INGREDIENTS
2 Tbsp Vegetable Oil
500 g Beef Sirloin, Cut Into 2-Inch Strips
1½ Cups Fresh Broccoli Florets
1 Red Bell Pepper, Cut Into Matchsticks
2 Carrots, Thinly Sliced
1 Green Onion, Chopped {Spring Onion}
1 Tin Champions (cut in half)
1 Tsp Minced Garlic
STIR FRY SAUCE
½ Cup Lite Soy Sauce Or Tamari
¼ Cup Toasted Sesame Oil
½ Cup Chicken Broth
2 Tbsp Oyster Sauce
2 Tbsp Fish Sauce
2½ Tbsp Cornstarch
METHOD
1 Heat vegetable oil in a large wok or skillet over medium-high heat.
2 Cook and stir beef until browned, 3 to 4 minutes.
3 Move beef to the side of the wok and add broccoli, bell pepper, carrots, green onion, and garlic to the center of the wok.
4 Cook and stir vegetables for 2 minutes.
5 Stir beef into vegetables and season with soy sauce and sesame seeds.
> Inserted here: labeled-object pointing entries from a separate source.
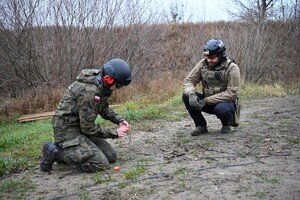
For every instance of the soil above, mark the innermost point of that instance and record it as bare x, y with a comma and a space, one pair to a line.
260, 159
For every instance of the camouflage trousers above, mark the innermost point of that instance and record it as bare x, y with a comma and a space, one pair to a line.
89, 154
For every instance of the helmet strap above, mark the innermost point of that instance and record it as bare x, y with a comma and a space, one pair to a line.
108, 80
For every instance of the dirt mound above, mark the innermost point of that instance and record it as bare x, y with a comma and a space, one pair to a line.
260, 159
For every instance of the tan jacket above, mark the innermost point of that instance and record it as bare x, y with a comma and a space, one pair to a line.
232, 85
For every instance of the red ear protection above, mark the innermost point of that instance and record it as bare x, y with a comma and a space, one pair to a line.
108, 80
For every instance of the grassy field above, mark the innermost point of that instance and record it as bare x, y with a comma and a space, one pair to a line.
21, 143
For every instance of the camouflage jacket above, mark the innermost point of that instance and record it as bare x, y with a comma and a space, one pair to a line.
78, 109
219, 84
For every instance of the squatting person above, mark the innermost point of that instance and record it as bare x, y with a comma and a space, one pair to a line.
220, 80
79, 142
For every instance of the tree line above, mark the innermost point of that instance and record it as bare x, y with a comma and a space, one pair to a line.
48, 42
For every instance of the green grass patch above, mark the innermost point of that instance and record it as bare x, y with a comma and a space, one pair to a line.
100, 178
21, 143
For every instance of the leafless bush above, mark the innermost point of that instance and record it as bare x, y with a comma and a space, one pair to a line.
45, 44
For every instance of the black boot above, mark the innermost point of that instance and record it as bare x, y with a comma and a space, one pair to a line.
51, 153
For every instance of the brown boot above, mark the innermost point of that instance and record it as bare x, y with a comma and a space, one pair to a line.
51, 153
225, 129
199, 131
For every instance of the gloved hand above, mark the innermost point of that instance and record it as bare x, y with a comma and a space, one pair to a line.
122, 131
124, 123
195, 102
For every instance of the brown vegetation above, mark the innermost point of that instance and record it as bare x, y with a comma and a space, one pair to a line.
38, 61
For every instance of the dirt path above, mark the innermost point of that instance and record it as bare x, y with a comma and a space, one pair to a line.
259, 160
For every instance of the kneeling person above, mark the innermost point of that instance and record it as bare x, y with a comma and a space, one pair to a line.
220, 79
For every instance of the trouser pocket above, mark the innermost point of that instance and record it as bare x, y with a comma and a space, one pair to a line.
77, 150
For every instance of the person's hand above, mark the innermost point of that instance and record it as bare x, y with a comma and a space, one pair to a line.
195, 102
121, 130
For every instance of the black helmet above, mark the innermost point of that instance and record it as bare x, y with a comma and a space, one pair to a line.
215, 47
118, 69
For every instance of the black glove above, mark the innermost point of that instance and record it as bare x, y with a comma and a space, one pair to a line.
195, 102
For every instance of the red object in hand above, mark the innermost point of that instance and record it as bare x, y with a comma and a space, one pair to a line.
117, 169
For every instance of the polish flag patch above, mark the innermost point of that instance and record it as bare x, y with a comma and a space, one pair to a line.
97, 98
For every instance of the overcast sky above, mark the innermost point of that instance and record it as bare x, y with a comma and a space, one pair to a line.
197, 10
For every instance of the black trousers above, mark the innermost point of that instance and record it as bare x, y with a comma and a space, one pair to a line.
224, 111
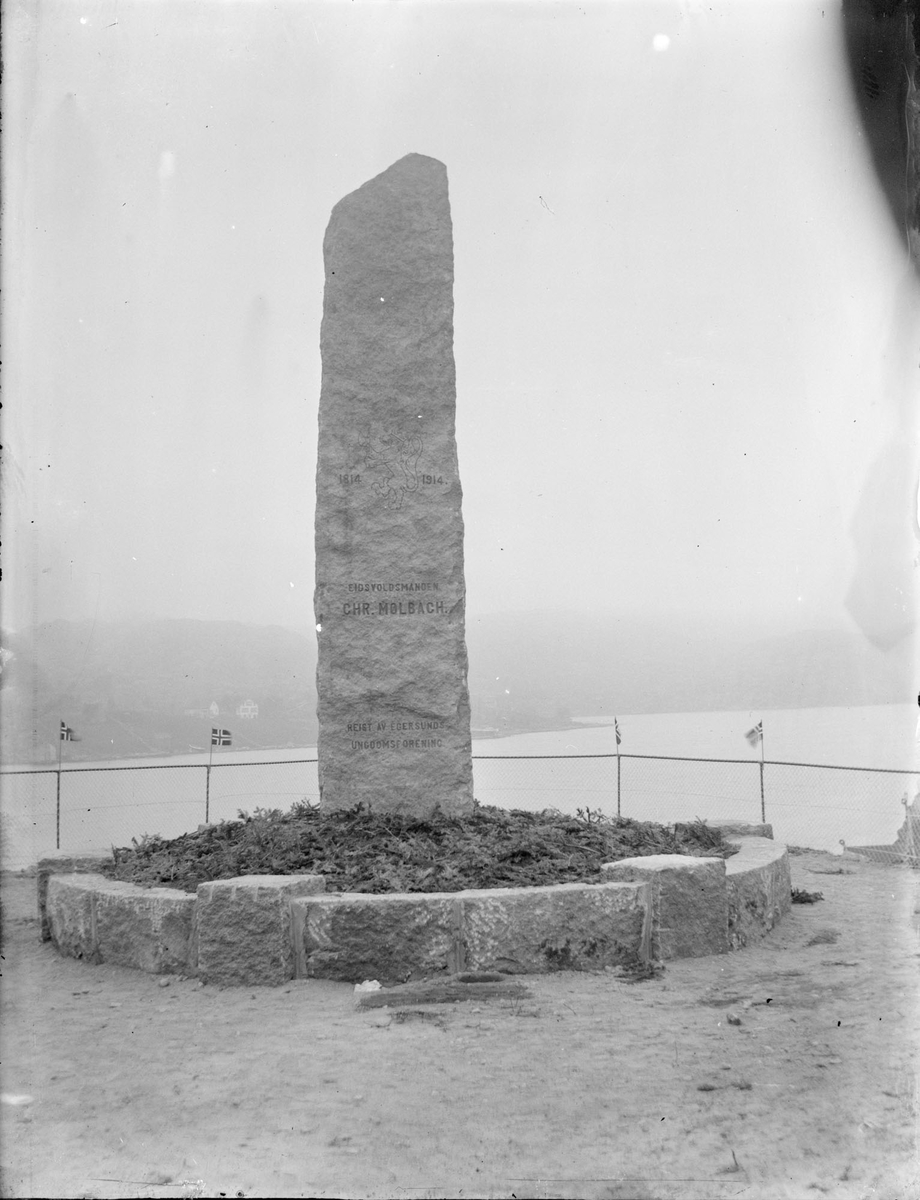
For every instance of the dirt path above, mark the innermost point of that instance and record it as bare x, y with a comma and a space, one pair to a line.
595, 1087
Continue to cook and stir until vegetables are tender, about 2 more minutes.
The Sauce
1 Add soy sauce, sesame oil, and cornstarch to a mason jar. Screw on the lid and shake to combine
2 Be sure to use this stir fry sauce with fresh minced garlic and fresh minced ginger in your stir fry (cooked with your vegetables/protein).
3 Once your stir fry is mostly cooked, add the stir fry sauce and heat an additional 3 – 5 minutes, or until sauce thickens. This is important, as the corn starch needs a few minutes to thicken up.
4 READ THIS RECIPE NOTE – this is intended to cover around 8 servings of stir fry, served over UNSALTED rice or noodles. Otherwise it will be too salty. It is a highly concentrated sauce. A little goes a long way! If you are making a small stir fry, start by adding a few tablespoons of sauce at a time until desired saltiness.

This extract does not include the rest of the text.